Multiplayer is often synonymous with the Call of Duty series and it seems only natural that my first experience was with Black Ops 3. I had been watching my friend play for the better part of an hour and though the game was still quite new at the time, he was kind enough to let me have a go of it. I'd never really understood shooter games before then, but it became remarkably cathartic to finally achieve a headshot (I was also terrible at them) and to watch five enemies go flying after a well thrown grenade. The multiplayer aspect would have been cool if my friend's team had slowed down enough to help me understand what they wanted out of me. I now know that it was probably a rather frustrating moment to suddenly have their teammate switched out for a total n00b. No, there were no sexist or horrible comments just because I was a girl – rather they simply expected me to learn faster than I could without having played the single player campaign. It put me off of multiplayer for a long time.
Until very recently. First, the Overwatch demo. I died about five times in as many seconds, but once I got the hang of it, it felt so good to work together with a team to achieve the end goal. And then to receive play of the game! It was like winning the lottery. The demo ended too soon, of course, and I'm way too poor to afford the game. Second, along came The Trail. This is an adorable mobile game by Kongregate Simulation that takes the player on journey to Eden Falls. On the way there, you collect objects to craft and trade. The trick is to both survive and make enough money for the ferries. Once at Eden Falls, you essentially build your own settlement. I haven't gotten that far yet, so I'm not sure what it looks like, but the game advertises it as this paradise of upper level luxury.
You can only interact with other players during trade (you literally sell each other the stuff you crafted or collected) or in set speech options. These include, taunt, hello, thank you, sorry, and well done. They do force the players to be nice regardless, but it was still pretty cool. Reaching the next camp was always major achievement for me once I got to the upper levels, I often ran out of stamina. And when this happens, you lose everything in your pack and pray that no one steals all your stuff. The first few times this happened, I could watch other players go by and some would say hello, or another said “nearly there!” to cheer me on. The sense camaraderie was very sweet and in great contrast from what I remembered in Black Ops 3.

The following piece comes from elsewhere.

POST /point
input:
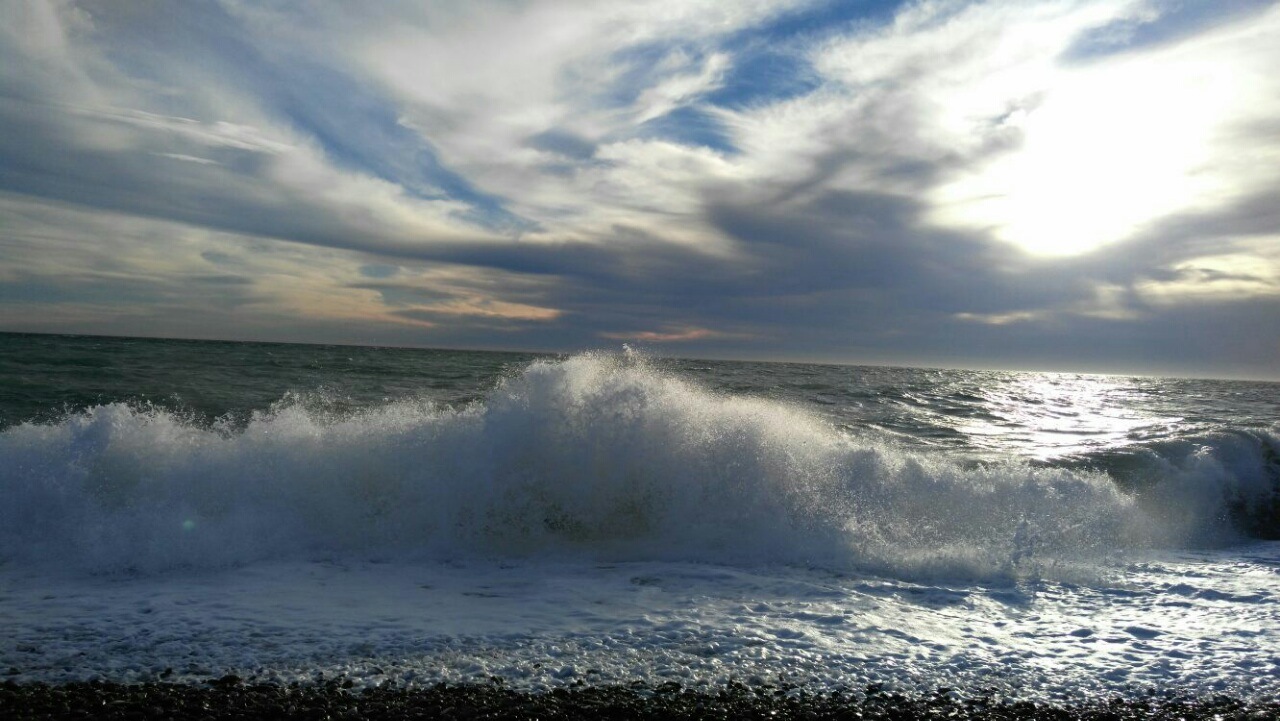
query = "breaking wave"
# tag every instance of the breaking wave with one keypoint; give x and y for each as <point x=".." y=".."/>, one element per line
<point x="598" y="455"/>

My happy experiences in The Trail and Overwatch convinced me that maybe, just maybe, multiplayer isn't as bad as I thought it was. Granted, sometimes it takes more skill than I currently have, but I finally feel like I wouldn't mind working towards that goal just to feel that sense of camaraderie and teamwork again. My next mission is practicing like hell in Overwatch and advancing to either Call of Duty or GTA 5. Who knew such a tiny indie mobile game could turn multiplayer around for me.